What if element ID often changes?

cryptoforbreakfast · February 8, 2024, 10:13am

Hi,

I have had this same situation happen multiple times, and I'm starting to wonder if there isn't some very elegant solution to the problem...

(Most) often web designers use generators for the creation of their website. This results in the situation where element ID's are often a randomly generated string of characters. You can set up a scraping job which is to run on a recurring basis, but once every so often the website has undergone some updates, and some or all elements suddenly have a new string ID. However, often the ID is comprised of a fixed part, followed by the random string.

For example: whatever text element I want to scrape

The "ffCeppM" part is random and subject to frequent change, but the "OfferPrice-" part is probably not ever changed.
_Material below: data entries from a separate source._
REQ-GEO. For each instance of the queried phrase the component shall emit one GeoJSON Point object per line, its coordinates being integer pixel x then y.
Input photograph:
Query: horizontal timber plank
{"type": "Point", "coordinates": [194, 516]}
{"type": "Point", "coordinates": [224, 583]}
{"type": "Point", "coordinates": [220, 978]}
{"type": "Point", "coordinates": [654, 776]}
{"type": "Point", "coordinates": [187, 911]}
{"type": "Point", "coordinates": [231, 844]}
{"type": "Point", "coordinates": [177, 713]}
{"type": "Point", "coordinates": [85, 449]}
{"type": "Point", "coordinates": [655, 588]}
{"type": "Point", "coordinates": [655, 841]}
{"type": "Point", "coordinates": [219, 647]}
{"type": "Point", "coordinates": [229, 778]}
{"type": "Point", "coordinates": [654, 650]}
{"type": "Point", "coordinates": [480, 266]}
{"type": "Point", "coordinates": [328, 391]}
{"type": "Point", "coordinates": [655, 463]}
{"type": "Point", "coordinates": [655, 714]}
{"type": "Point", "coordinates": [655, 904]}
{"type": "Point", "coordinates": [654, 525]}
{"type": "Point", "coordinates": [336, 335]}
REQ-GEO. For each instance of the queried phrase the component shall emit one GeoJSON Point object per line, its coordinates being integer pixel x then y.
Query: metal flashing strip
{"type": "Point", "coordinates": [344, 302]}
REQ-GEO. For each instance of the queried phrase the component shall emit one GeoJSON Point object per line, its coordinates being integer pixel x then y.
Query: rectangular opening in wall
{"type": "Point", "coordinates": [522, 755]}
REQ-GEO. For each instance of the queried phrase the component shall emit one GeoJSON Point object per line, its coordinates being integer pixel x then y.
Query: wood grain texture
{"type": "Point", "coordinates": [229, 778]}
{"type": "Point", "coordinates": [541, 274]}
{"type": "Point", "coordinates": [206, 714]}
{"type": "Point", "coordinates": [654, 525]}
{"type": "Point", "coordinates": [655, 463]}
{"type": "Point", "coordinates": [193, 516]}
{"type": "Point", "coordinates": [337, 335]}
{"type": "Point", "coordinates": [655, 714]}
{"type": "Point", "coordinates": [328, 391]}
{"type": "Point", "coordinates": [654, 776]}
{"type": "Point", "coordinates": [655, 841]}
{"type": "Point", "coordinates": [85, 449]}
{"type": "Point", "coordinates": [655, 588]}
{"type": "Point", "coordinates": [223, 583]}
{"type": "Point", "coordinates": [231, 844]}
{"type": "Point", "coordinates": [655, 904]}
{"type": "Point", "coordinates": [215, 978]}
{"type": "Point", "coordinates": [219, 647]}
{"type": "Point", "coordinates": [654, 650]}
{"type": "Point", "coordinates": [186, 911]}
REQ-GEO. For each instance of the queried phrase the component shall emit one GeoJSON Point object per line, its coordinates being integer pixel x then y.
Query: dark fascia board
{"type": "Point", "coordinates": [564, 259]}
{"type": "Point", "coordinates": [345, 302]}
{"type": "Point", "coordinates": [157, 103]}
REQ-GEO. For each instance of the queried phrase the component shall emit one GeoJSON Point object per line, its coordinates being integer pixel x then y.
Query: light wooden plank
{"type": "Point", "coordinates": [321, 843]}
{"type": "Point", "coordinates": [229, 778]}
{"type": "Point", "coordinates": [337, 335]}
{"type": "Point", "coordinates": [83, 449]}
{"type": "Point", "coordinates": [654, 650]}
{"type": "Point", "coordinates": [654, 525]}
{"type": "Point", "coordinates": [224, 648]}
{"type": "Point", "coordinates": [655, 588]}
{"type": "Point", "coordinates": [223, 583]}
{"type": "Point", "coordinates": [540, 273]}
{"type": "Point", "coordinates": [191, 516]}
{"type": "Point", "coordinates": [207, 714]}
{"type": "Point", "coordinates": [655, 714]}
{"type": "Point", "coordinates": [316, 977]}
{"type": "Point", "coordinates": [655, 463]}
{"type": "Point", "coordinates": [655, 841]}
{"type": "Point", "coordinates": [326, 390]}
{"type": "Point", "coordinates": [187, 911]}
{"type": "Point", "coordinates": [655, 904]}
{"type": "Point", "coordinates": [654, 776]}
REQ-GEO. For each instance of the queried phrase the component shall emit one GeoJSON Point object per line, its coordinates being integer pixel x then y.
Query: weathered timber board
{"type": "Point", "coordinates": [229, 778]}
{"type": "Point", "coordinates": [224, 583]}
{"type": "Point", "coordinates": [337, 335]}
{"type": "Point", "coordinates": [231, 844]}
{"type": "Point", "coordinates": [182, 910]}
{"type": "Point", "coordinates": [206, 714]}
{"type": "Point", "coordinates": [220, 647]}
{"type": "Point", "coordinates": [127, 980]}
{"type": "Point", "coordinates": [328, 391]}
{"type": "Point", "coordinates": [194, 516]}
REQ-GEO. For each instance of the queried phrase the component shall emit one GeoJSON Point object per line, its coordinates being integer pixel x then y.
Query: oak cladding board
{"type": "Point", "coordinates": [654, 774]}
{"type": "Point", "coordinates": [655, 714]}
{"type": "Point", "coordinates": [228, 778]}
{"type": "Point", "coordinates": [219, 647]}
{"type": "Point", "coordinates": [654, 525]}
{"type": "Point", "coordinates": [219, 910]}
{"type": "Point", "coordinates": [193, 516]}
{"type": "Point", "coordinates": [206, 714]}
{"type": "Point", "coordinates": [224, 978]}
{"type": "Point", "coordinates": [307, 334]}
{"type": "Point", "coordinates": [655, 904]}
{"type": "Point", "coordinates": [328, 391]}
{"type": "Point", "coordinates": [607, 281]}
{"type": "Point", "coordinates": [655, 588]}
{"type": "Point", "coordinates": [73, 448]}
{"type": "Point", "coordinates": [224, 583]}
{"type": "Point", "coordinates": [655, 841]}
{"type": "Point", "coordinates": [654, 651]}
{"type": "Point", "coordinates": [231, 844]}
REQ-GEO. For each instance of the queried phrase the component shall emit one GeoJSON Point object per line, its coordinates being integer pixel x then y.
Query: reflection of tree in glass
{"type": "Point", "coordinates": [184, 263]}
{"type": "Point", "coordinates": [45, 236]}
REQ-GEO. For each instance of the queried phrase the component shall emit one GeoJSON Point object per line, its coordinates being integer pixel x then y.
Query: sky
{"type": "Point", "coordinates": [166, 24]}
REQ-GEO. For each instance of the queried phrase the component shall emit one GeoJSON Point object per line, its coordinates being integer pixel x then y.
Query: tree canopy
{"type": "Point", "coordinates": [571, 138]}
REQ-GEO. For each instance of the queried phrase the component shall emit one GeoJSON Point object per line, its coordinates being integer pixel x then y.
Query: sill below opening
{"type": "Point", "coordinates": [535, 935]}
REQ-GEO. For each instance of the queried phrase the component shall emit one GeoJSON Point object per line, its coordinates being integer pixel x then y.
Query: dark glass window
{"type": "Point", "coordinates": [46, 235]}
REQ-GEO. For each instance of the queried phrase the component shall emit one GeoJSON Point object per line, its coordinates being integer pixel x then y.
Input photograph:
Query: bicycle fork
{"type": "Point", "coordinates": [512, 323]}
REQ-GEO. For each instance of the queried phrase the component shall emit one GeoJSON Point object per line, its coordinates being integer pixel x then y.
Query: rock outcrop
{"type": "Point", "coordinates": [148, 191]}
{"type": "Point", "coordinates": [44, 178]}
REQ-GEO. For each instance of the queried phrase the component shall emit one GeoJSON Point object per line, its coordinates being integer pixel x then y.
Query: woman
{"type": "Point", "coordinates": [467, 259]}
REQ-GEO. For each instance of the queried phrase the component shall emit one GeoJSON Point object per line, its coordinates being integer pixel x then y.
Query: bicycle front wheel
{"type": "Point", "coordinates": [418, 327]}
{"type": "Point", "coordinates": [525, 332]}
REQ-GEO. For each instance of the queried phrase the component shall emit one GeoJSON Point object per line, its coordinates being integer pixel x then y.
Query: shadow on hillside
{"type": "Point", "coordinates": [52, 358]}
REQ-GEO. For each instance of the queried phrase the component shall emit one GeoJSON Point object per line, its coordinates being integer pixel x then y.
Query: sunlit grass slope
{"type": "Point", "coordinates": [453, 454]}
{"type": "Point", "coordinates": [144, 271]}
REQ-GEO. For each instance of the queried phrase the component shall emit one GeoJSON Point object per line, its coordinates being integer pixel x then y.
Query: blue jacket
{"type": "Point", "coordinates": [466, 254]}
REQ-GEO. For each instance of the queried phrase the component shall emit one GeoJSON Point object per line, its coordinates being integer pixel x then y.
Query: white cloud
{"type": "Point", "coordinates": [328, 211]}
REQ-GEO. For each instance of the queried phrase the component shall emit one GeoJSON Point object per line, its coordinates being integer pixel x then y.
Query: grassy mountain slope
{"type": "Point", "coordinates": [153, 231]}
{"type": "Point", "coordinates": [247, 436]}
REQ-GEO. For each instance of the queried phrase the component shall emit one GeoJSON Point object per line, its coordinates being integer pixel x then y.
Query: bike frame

Can I set up my text selector in such a way that it keeps working even after the random string is changed? Something like:

span[id="OfferPrice-$"]
or
span[class="price-section"]:contains("OfferPrice-")

Could something like this work? Or is it just wishful thinking and would we be doomed to redo the webscraper sitemap every time there's an update on the target site?

Thanks!!

JanAp · February 8, 2024, 10:52am

Hi, you can add a * to the attribute, i.e. span[id*="OfferPrice-"]

This will match all IDs that contain 'OfferPrice-'.

I hope this helps!

cryptoforbreakfast · February 9, 2024, 10:59am

Hi Janis,

That worked! Thank you!